Sunday, 10 April 2016

What is the true hereditary of supposed "Royals".


The Archbishop of Canterbury discovery  that his real father is Sir Winston Churchill’s last private secretary.is not something  we should be giggling like adolescent  schoolboys 
The Most Rev Justin Welby, who believed his father was Gavin Welby, said it was “a complete surprise” to find through DNA evidence that his biological father is the late Sir Anthony Montague Browne.
However I suspect that few would thin nowadays that this would make him unsuitable for his exulted position.
It would be different if his post was heredity however.
Which brings me to the question even if you believed a heredity monarchy how van we be sure they are the true heirs of not only their predecessor or the ancestor they place they claims on

Take the case of Queen Victoria   usually considered the source of the disease in modern cases of hemophilia among royalty. Queen Victoria's father, Prince Edward, Duke of Kent, was not a haemophiliac, and  although it is claimed the probability of her mother having had a lover who suffered from hemophilia is minuscule given the low life expectancy of 19th-century haemophiliacs. 

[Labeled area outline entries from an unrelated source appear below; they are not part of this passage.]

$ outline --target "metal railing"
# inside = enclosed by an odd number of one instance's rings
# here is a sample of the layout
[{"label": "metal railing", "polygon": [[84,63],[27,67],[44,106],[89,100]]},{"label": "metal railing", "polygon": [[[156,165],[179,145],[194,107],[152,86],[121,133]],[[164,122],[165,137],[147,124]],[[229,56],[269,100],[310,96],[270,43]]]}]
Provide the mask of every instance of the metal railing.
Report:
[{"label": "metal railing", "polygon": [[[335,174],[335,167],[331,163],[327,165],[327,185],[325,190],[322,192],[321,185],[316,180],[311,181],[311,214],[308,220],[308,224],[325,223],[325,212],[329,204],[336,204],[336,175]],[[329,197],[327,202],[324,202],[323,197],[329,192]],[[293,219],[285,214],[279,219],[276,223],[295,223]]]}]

But then if we used that criteria the  hereditary genetic disorders could have possibly died out.

Indeed we can only speculate about the true parentage of the Kings and Queens of Europe . and given some hereditary peers  still sit in the UK Legislature  of the House of Lords how many of them have a true and pure ancestry,



We can maybe wonder if there was a sigh of relief when William Windsor  produced an heir so that the chances of his brother Harry  acceding to the throne in the event of William-s unfortunate demise is remote. 

Which is just as well .

 


Mind you as a Republican  I don't really accept any aspect of hereditary claims to power legitimate or not.

However for the forelock tuggers  who believe that some people have some sort of divine right to our allegiance  it may be time they questioned whether they truly are the heirs of past Royalty or Ancestry.